Cliënten hebben uit meer aanbieders te kiezen en lossen meer zelf op. Met juridische kennis kun je ze niet binden, wel met het oplossen van de ‘jobs to be done’: dat wat cliënten daadwerkelijk behoeven.

Bij het bedienen van cliënten staat voor juristen van oudsher hun vakmanschap voorop, in het bijzonder hun juridische expertise. Men noemt dit in de marketing ook wel het ‘provider dominant service’-perspectief,1 vrij vertaald als aanbodgerichte dienstverlening.

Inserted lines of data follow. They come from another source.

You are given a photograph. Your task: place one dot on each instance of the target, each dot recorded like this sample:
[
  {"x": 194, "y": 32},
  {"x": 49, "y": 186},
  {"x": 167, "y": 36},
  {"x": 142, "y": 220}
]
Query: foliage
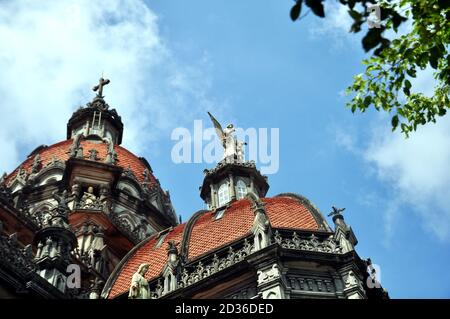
[{"x": 387, "y": 81}]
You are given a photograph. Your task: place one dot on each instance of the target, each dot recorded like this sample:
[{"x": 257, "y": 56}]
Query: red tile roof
[
  {"x": 61, "y": 151},
  {"x": 149, "y": 253},
  {"x": 208, "y": 234}
]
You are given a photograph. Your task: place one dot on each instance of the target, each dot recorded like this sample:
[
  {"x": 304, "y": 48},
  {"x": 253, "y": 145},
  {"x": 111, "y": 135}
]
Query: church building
[{"x": 86, "y": 218}]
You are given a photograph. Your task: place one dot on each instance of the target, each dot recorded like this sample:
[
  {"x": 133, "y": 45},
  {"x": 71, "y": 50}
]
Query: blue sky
[{"x": 171, "y": 61}]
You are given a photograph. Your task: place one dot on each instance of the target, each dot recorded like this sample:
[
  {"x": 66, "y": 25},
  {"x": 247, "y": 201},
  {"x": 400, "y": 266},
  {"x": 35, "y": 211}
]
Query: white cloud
[
  {"x": 336, "y": 25},
  {"x": 417, "y": 170},
  {"x": 53, "y": 53}
]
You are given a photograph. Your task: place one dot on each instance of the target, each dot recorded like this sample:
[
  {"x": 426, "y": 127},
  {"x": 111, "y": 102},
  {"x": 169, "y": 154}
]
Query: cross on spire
[{"x": 99, "y": 87}]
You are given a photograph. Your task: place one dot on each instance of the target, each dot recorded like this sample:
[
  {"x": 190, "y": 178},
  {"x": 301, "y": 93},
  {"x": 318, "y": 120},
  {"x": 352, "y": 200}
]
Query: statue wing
[{"x": 217, "y": 126}]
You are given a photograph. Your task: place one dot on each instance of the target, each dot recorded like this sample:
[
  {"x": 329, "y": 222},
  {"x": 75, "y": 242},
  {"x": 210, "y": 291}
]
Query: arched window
[
  {"x": 241, "y": 189},
  {"x": 224, "y": 194}
]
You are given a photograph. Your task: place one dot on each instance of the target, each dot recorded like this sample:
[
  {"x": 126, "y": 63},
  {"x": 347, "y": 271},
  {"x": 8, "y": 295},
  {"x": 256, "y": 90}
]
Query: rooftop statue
[
  {"x": 139, "y": 285},
  {"x": 233, "y": 149}
]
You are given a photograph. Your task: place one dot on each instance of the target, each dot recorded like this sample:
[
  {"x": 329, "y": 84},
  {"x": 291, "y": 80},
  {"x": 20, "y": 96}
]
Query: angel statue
[
  {"x": 233, "y": 149},
  {"x": 336, "y": 211},
  {"x": 139, "y": 285}
]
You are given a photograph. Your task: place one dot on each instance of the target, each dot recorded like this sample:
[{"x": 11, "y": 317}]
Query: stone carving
[
  {"x": 311, "y": 284},
  {"x": 3, "y": 179},
  {"x": 55, "y": 162},
  {"x": 61, "y": 212},
  {"x": 351, "y": 280},
  {"x": 90, "y": 201},
  {"x": 111, "y": 155},
  {"x": 99, "y": 87},
  {"x": 250, "y": 164},
  {"x": 5, "y": 192},
  {"x": 159, "y": 289},
  {"x": 37, "y": 164},
  {"x": 139, "y": 288},
  {"x": 201, "y": 270},
  {"x": 311, "y": 243},
  {"x": 75, "y": 149},
  {"x": 336, "y": 211},
  {"x": 268, "y": 275},
  {"x": 93, "y": 155},
  {"x": 233, "y": 149},
  {"x": 129, "y": 173},
  {"x": 13, "y": 255}
]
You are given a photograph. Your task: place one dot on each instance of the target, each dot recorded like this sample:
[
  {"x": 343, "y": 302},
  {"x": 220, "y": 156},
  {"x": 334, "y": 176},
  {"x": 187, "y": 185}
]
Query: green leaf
[
  {"x": 355, "y": 15},
  {"x": 367, "y": 101},
  {"x": 371, "y": 39},
  {"x": 296, "y": 10},
  {"x": 407, "y": 87}
]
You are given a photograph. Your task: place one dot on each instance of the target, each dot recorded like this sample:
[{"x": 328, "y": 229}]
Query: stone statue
[
  {"x": 89, "y": 199},
  {"x": 3, "y": 179},
  {"x": 75, "y": 149},
  {"x": 36, "y": 164},
  {"x": 336, "y": 211},
  {"x": 233, "y": 149},
  {"x": 62, "y": 210},
  {"x": 111, "y": 155},
  {"x": 139, "y": 285},
  {"x": 99, "y": 87}
]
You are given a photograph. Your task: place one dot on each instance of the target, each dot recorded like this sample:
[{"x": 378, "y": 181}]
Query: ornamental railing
[{"x": 311, "y": 242}]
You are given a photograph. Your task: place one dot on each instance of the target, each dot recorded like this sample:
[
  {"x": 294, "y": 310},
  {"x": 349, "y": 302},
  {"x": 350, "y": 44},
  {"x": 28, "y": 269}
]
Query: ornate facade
[{"x": 85, "y": 218}]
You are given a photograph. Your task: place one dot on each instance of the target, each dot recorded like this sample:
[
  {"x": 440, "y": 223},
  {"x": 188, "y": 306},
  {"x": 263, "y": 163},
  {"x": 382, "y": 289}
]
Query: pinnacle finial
[{"x": 99, "y": 87}]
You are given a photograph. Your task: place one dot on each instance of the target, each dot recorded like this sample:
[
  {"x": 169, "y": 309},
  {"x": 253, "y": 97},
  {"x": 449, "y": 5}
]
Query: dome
[
  {"x": 60, "y": 152},
  {"x": 204, "y": 233}
]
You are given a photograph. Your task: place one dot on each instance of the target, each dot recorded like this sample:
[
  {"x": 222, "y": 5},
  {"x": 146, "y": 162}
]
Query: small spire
[{"x": 99, "y": 87}]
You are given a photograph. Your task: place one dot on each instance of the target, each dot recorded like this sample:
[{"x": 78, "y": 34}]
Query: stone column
[
  {"x": 232, "y": 188},
  {"x": 213, "y": 197},
  {"x": 270, "y": 282}
]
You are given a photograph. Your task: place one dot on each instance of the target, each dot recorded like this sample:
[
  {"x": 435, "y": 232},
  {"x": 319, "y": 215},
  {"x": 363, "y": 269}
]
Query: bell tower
[
  {"x": 96, "y": 120},
  {"x": 233, "y": 177}
]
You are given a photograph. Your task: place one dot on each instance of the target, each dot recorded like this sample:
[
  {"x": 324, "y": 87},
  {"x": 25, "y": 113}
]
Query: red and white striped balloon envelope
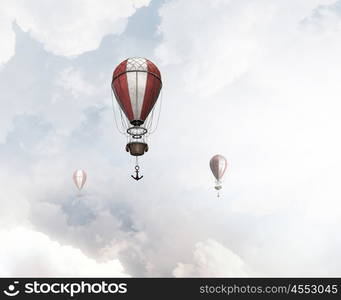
[{"x": 136, "y": 84}]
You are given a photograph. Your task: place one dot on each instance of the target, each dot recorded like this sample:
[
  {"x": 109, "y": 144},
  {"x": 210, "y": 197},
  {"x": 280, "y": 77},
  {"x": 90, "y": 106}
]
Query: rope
[
  {"x": 114, "y": 111},
  {"x": 158, "y": 118}
]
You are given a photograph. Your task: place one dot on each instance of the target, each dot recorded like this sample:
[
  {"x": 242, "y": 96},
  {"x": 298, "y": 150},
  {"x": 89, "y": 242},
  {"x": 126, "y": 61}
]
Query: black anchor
[{"x": 136, "y": 177}]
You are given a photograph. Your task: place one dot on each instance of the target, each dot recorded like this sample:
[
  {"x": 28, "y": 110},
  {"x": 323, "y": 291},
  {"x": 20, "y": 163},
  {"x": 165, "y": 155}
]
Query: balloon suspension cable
[
  {"x": 137, "y": 169},
  {"x": 152, "y": 130},
  {"x": 123, "y": 122}
]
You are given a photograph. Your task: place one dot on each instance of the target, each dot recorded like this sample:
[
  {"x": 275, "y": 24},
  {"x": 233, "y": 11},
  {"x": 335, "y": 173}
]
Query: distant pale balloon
[
  {"x": 218, "y": 165},
  {"x": 79, "y": 178}
]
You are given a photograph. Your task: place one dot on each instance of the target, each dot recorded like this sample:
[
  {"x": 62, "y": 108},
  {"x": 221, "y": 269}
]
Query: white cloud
[
  {"x": 212, "y": 259},
  {"x": 269, "y": 102},
  {"x": 25, "y": 252},
  {"x": 67, "y": 27}
]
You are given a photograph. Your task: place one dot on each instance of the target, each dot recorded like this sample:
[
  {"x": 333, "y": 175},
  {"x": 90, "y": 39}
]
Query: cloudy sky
[{"x": 257, "y": 81}]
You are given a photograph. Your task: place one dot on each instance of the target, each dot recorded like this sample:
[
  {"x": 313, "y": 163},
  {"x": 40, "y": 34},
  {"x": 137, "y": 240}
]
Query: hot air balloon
[
  {"x": 218, "y": 165},
  {"x": 136, "y": 84},
  {"x": 79, "y": 178}
]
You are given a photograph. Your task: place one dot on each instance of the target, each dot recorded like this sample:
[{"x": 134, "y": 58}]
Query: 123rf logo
[{"x": 70, "y": 289}]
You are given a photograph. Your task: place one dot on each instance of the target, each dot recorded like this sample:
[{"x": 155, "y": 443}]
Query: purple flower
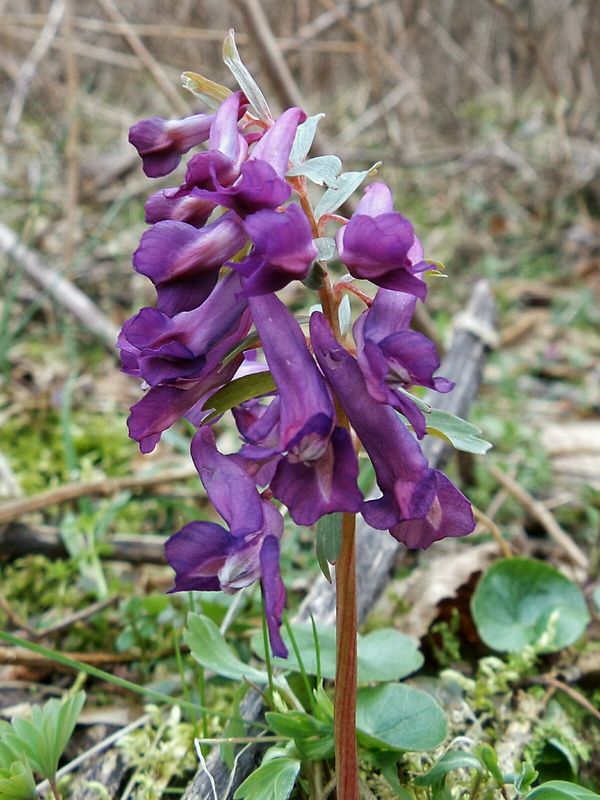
[
  {"x": 207, "y": 557},
  {"x": 180, "y": 358},
  {"x": 379, "y": 245},
  {"x": 419, "y": 505},
  {"x": 220, "y": 165},
  {"x": 183, "y": 262},
  {"x": 261, "y": 183},
  {"x": 185, "y": 208},
  {"x": 392, "y": 357},
  {"x": 318, "y": 473},
  {"x": 161, "y": 142},
  {"x": 283, "y": 250}
]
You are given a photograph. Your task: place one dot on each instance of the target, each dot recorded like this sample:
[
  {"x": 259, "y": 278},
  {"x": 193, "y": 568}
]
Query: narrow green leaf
[
  {"x": 209, "y": 648},
  {"x": 211, "y": 93},
  {"x": 245, "y": 81},
  {"x": 347, "y": 184},
  {"x": 458, "y": 432},
  {"x": 238, "y": 391},
  {"x": 305, "y": 135},
  {"x": 383, "y": 655},
  {"x": 329, "y": 535},
  {"x": 273, "y": 780},
  {"x": 320, "y": 170},
  {"x": 325, "y": 247},
  {"x": 397, "y": 717}
]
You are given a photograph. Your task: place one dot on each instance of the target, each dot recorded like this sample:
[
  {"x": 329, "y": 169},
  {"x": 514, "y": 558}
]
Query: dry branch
[
  {"x": 104, "y": 487},
  {"x": 18, "y": 540},
  {"x": 377, "y": 552},
  {"x": 62, "y": 290}
]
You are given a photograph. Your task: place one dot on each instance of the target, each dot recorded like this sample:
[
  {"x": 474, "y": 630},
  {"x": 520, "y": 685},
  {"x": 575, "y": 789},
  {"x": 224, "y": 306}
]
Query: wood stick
[
  {"x": 104, "y": 487},
  {"x": 377, "y": 551},
  {"x": 546, "y": 519},
  {"x": 146, "y": 57},
  {"x": 18, "y": 540},
  {"x": 62, "y": 290},
  {"x": 29, "y": 67}
]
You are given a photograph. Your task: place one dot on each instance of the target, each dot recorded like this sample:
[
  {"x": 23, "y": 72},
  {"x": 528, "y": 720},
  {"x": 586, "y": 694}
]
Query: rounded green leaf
[
  {"x": 383, "y": 655},
  {"x": 398, "y": 717},
  {"x": 518, "y": 600}
]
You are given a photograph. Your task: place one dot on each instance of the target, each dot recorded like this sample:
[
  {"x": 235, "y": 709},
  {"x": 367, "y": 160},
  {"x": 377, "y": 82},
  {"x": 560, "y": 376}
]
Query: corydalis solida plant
[{"x": 239, "y": 228}]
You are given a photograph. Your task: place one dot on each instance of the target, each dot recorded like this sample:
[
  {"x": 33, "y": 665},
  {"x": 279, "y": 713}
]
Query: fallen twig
[
  {"x": 104, "y": 487},
  {"x": 62, "y": 290}
]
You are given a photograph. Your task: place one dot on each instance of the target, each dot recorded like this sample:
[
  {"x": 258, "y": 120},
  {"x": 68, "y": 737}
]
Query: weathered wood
[
  {"x": 17, "y": 540},
  {"x": 377, "y": 552}
]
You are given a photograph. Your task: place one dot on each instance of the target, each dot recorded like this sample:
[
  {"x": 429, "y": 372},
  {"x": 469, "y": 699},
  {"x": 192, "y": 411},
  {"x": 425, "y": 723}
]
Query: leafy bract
[
  {"x": 397, "y": 717},
  {"x": 383, "y": 655},
  {"x": 320, "y": 170},
  {"x": 209, "y": 648},
  {"x": 273, "y": 780},
  {"x": 238, "y": 391},
  {"x": 347, "y": 184},
  {"x": 518, "y": 601},
  {"x": 245, "y": 81},
  {"x": 305, "y": 135}
]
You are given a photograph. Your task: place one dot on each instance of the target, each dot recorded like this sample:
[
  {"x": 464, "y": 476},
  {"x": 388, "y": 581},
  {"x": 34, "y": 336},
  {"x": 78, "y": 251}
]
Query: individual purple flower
[
  {"x": 183, "y": 262},
  {"x": 379, "y": 244},
  {"x": 283, "y": 250},
  {"x": 208, "y": 557},
  {"x": 393, "y": 358},
  {"x": 419, "y": 505},
  {"x": 261, "y": 183},
  {"x": 161, "y": 142},
  {"x": 219, "y": 165},
  {"x": 181, "y": 358},
  {"x": 315, "y": 466},
  {"x": 189, "y": 208}
]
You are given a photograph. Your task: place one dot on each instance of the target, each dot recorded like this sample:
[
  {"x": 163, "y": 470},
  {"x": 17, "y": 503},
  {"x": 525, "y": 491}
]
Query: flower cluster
[{"x": 220, "y": 246}]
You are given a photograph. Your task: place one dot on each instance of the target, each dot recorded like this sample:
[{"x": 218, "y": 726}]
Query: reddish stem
[{"x": 346, "y": 676}]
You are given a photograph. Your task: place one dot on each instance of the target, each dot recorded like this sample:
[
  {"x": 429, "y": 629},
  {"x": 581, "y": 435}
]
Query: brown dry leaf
[
  {"x": 574, "y": 449},
  {"x": 440, "y": 579}
]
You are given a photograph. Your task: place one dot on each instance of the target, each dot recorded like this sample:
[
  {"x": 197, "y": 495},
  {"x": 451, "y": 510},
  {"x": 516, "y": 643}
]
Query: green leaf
[
  {"x": 325, "y": 247},
  {"x": 397, "y": 717},
  {"x": 273, "y": 780},
  {"x": 489, "y": 758},
  {"x": 458, "y": 432},
  {"x": 329, "y": 541},
  {"x": 518, "y": 601},
  {"x": 17, "y": 783},
  {"x": 209, "y": 648},
  {"x": 320, "y": 170},
  {"x": 347, "y": 184},
  {"x": 305, "y": 135},
  {"x": 453, "y": 759},
  {"x": 211, "y": 93},
  {"x": 238, "y": 391},
  {"x": 383, "y": 655},
  {"x": 245, "y": 81},
  {"x": 561, "y": 790}
]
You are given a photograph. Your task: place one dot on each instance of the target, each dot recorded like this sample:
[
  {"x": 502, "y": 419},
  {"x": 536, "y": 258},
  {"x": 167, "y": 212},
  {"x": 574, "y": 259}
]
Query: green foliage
[
  {"x": 397, "y": 717},
  {"x": 383, "y": 655},
  {"x": 273, "y": 780},
  {"x": 520, "y": 603},
  {"x": 35, "y": 745}
]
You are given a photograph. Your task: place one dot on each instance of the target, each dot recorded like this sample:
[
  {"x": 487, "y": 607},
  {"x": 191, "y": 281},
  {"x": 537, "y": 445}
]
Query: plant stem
[{"x": 346, "y": 758}]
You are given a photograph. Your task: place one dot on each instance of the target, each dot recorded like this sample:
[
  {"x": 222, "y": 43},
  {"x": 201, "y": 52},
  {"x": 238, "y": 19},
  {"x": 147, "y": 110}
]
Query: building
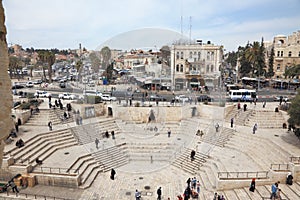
[
  {"x": 286, "y": 52},
  {"x": 192, "y": 64}
]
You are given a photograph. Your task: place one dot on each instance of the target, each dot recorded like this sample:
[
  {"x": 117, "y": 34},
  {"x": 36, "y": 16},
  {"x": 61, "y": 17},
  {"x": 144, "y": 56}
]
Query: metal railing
[
  {"x": 56, "y": 170},
  {"x": 243, "y": 175},
  {"x": 295, "y": 159},
  {"x": 280, "y": 167},
  {"x": 32, "y": 196}
]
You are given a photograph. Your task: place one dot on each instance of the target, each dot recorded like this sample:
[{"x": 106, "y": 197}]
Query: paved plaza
[{"x": 153, "y": 156}]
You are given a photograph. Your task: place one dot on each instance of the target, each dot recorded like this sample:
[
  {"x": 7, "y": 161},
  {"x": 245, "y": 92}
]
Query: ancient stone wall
[{"x": 6, "y": 122}]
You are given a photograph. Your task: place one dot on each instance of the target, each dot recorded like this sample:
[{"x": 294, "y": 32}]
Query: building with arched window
[
  {"x": 286, "y": 52},
  {"x": 190, "y": 63}
]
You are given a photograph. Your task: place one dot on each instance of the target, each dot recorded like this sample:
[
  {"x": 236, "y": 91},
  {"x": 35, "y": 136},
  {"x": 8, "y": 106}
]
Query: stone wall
[{"x": 6, "y": 122}]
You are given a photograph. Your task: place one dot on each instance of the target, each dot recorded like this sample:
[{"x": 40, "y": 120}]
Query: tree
[
  {"x": 106, "y": 55},
  {"x": 47, "y": 59},
  {"x": 294, "y": 111},
  {"x": 271, "y": 64},
  {"x": 293, "y": 71},
  {"x": 232, "y": 58},
  {"x": 246, "y": 67},
  {"x": 14, "y": 63}
]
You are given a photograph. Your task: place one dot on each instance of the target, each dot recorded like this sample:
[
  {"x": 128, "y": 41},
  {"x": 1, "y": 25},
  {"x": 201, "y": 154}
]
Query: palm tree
[
  {"x": 47, "y": 58},
  {"x": 252, "y": 55}
]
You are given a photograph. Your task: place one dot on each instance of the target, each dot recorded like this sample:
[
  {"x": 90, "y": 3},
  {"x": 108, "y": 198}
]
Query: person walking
[
  {"x": 159, "y": 193},
  {"x": 13, "y": 186},
  {"x": 274, "y": 191},
  {"x": 169, "y": 132},
  {"x": 97, "y": 143},
  {"x": 50, "y": 125},
  {"x": 137, "y": 195},
  {"x": 252, "y": 185},
  {"x": 254, "y": 128},
  {"x": 217, "y": 127},
  {"x": 112, "y": 174}
]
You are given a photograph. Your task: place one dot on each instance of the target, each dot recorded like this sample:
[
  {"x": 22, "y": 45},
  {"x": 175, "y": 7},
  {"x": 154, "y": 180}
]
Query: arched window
[{"x": 181, "y": 68}]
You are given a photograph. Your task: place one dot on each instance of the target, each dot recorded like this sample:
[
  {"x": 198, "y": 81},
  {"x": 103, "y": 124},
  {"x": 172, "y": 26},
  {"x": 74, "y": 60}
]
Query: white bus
[{"x": 242, "y": 95}]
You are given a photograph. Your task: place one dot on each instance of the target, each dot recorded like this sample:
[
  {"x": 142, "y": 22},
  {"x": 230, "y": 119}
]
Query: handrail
[
  {"x": 243, "y": 175},
  {"x": 35, "y": 196},
  {"x": 280, "y": 167},
  {"x": 295, "y": 159},
  {"x": 55, "y": 170}
]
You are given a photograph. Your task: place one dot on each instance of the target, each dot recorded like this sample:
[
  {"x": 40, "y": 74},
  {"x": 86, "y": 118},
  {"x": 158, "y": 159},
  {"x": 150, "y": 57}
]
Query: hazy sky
[{"x": 64, "y": 24}]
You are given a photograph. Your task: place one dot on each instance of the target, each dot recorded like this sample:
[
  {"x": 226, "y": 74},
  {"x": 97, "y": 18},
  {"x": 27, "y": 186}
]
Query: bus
[{"x": 242, "y": 95}]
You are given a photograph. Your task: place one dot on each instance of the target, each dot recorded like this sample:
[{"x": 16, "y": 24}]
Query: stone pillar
[{"x": 6, "y": 122}]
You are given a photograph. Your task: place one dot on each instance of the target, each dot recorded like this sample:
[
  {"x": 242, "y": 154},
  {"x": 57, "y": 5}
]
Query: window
[
  {"x": 212, "y": 55},
  {"x": 278, "y": 67},
  {"x": 208, "y": 56}
]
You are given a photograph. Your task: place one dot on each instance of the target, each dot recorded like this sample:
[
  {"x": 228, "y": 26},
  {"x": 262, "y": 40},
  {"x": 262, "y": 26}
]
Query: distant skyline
[{"x": 63, "y": 24}]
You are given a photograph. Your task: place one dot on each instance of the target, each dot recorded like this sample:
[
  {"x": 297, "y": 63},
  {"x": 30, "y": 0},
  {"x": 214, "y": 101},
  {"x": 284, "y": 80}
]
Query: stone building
[
  {"x": 286, "y": 52},
  {"x": 191, "y": 64},
  {"x": 5, "y": 85}
]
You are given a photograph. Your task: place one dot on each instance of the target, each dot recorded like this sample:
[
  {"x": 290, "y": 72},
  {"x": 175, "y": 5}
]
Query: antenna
[
  {"x": 181, "y": 19},
  {"x": 190, "y": 29}
]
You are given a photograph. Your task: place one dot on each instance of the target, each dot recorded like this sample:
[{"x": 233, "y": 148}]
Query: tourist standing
[
  {"x": 169, "y": 132},
  {"x": 252, "y": 185},
  {"x": 159, "y": 193},
  {"x": 97, "y": 143},
  {"x": 112, "y": 174}
]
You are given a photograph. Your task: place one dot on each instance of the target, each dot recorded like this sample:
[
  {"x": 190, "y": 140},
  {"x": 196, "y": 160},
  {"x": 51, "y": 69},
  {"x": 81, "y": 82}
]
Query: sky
[{"x": 63, "y": 24}]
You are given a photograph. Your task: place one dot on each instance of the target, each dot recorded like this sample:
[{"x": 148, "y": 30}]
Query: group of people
[
  {"x": 192, "y": 189},
  {"x": 275, "y": 190}
]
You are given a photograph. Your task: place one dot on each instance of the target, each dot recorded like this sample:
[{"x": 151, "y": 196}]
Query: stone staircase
[
  {"x": 87, "y": 133},
  {"x": 218, "y": 139},
  {"x": 41, "y": 146},
  {"x": 112, "y": 157},
  {"x": 288, "y": 192},
  {"x": 183, "y": 161},
  {"x": 266, "y": 119},
  {"x": 60, "y": 115},
  {"x": 240, "y": 116},
  {"x": 42, "y": 118},
  {"x": 150, "y": 152},
  {"x": 87, "y": 168}
]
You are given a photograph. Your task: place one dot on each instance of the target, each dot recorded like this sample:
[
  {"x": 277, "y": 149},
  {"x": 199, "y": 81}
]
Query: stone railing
[{"x": 243, "y": 175}]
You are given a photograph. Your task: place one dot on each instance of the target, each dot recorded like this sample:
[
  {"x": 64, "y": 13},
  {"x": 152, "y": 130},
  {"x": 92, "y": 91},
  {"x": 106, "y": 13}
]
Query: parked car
[
  {"x": 17, "y": 86},
  {"x": 203, "y": 98},
  {"x": 157, "y": 98},
  {"x": 39, "y": 93},
  {"x": 62, "y": 84},
  {"x": 283, "y": 98},
  {"x": 182, "y": 98},
  {"x": 29, "y": 84},
  {"x": 107, "y": 97},
  {"x": 66, "y": 96}
]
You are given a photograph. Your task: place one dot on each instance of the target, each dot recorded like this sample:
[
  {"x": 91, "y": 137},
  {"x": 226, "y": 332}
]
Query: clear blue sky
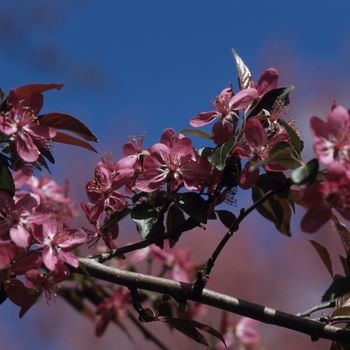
[{"x": 135, "y": 66}]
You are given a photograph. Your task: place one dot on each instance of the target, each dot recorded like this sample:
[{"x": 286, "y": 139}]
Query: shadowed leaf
[
  {"x": 71, "y": 140},
  {"x": 226, "y": 217},
  {"x": 324, "y": 255},
  {"x": 294, "y": 137},
  {"x": 25, "y": 90},
  {"x": 339, "y": 287},
  {"x": 193, "y": 205},
  {"x": 145, "y": 216},
  {"x": 218, "y": 157},
  {"x": 175, "y": 218},
  {"x": 67, "y": 122},
  {"x": 305, "y": 174},
  {"x": 271, "y": 99},
  {"x": 6, "y": 180}
]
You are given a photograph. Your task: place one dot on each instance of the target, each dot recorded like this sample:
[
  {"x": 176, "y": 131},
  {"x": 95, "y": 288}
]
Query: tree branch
[{"x": 261, "y": 313}]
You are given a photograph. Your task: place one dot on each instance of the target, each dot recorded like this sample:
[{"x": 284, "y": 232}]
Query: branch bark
[{"x": 264, "y": 314}]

Kijk maar hoe de meeste advocaten zich op hun websites presenteren: met hun rechtsspecialismen. Ook uit recent wetenschappelijk onderzoek van Verboon (2017) naar klantloyaliteit in de advocatuur2 blijkt dat advocaten veronderstellen dat cliënten vooral hun vakmanschap het meest waarderen, terwijl cliënten aangeven de klantgerichtheid van de advocaat minstens zo belangrijk te vinden. Vakmanschap én klantgerichtheid van de advocaat is voor hen een voorwaarde om zich loyaal te voelen ten opzichte van hun advocaat.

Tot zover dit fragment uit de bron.